SBI makes loan cheaper
The RBI also announced some measures to increase flow of funds to Indian markets. It said that the limits for foreign portfolio investment in debt securities will be announced in rupee term.
Soon after reduction in repo rate by the Reserve Bank, country’s largest lender State Bank of India (SBI) today slashed minimum lending or base rate by 0.4 per cent to 9.3 per cent, setting the trend for benign interest rate regime.
With the reduction in the base rate, all loans, including home, auto and corporate, would become cheaper by at least 0.40 per cent.
The bank has decided to reduce the base rate by 0.40 per cent to 9.3 per cent with effect from October 5, SBI said in a statement.
“RBI has cut interest rate by 0.50 per cent, we have reduced it by 0.40 per cent,”
The decision was taken after the Reserve Bank of India cut interest rates by 50 basis points as inflation has come down despite poor monsoons.
The benchmark repo (repurchase rate) now stands at 6.75 per cent from 7.25 per cent earlier. Economists had widely expected the central bank to cut rates by 25 basis points since consumer price inflation fell to a record low of 3.66 per cent in August and the US federal reserve kept its interest rate unchanged. Another of RBI’s precondition for the rate cut – that banks pass on the rate cuts to customers – had also been met to some extent.
While inflation is expected to rebound in the coming months, the central bank expects CPI rise at 5.8 per cent in January, a shade lower than its August projection. At the same time, however, it has also pared its gross domestic product growth estimates to 7.4 per cent from 7.6 per cent earlier as “underlying economic activity… remains weak on account of the sustained decline in exports, rainfall deficiency and weaker than expected momentum in industrial production and investment activity.”
The RBI’s target inflation rate is 6 per cent by January 2016 and the central bank wants to reduce inflation to 4 per cent over the coming couple of years.
The RBI also announced some measures to increase flow of funds to Indian markets. It said that the limits for foreign portfolio investment in debt securities will be announced in rupee terms.

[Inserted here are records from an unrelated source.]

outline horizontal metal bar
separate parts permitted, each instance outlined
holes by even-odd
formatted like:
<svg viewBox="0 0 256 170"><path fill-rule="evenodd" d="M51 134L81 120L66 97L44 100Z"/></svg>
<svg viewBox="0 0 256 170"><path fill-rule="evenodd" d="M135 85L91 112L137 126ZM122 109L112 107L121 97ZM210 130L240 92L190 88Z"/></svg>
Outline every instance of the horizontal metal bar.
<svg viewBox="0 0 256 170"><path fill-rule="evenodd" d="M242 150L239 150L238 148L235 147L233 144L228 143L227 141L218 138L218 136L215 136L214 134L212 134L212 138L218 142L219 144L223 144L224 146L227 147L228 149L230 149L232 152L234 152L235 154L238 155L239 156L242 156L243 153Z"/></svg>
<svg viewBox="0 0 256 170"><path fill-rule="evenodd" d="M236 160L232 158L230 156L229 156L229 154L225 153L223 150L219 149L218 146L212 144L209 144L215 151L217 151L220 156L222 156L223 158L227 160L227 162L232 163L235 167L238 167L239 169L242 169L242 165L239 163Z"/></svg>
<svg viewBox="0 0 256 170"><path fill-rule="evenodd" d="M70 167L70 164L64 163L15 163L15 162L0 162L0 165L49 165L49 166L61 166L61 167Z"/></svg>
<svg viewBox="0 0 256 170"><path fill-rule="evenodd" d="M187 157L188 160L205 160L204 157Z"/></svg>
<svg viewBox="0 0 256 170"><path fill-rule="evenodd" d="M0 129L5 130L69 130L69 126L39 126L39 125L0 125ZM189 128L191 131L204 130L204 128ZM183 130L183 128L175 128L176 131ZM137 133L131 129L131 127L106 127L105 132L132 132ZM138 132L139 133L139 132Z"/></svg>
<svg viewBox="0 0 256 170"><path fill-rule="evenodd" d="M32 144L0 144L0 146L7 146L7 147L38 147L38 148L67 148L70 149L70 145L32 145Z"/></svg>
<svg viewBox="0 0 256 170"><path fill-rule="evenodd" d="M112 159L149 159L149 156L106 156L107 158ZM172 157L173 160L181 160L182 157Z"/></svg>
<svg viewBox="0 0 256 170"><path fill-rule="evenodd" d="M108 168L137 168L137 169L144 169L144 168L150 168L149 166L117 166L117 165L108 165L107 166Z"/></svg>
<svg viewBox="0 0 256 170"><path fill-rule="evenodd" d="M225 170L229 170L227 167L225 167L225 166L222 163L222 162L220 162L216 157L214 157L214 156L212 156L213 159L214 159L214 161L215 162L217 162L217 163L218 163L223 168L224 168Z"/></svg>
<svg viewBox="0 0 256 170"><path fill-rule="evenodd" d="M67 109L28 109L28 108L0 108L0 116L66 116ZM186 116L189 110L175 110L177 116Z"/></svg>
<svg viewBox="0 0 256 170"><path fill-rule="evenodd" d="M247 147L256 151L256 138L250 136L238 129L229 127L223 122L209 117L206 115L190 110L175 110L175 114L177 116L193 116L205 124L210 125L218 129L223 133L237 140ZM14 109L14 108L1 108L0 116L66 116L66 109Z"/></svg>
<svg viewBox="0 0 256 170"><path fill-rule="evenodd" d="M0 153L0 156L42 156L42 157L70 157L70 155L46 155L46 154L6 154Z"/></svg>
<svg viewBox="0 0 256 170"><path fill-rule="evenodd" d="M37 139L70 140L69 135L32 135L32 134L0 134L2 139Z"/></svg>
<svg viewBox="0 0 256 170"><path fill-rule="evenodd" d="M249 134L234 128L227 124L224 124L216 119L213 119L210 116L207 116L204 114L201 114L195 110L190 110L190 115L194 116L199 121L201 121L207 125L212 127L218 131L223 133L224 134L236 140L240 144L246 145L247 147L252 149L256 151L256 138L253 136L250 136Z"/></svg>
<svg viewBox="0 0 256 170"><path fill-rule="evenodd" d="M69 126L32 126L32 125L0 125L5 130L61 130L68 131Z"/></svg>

The investment limit in central government securities will be increased in phases to 5 per cent of the outstanding stock by March 2018. This, according to RBI, will open up room for additional investment of 1,200 billion in the limit for central government securities by March 2018 over and above the existing limit of 1,535 billion for all government securities For the rest of this financial year, the bank has decided to increase the investment limit in two tranches from October 12, 2015 and January 1, 2016. In each tranche, the investment limit increase would be: Rs 130 billion for central government securities and Rs35 billion for state development loans.
Secondly, the central bank said it would permit Indian corporates that are eligible to raise external commercial borrowings (ECB) to issue rupee bonds – known popularly as Tandoori bonds – in overseas markets with a minimum maturity of five years within the ceiling of foreign investment permitted in corporate debt (US$ 51 billion at present).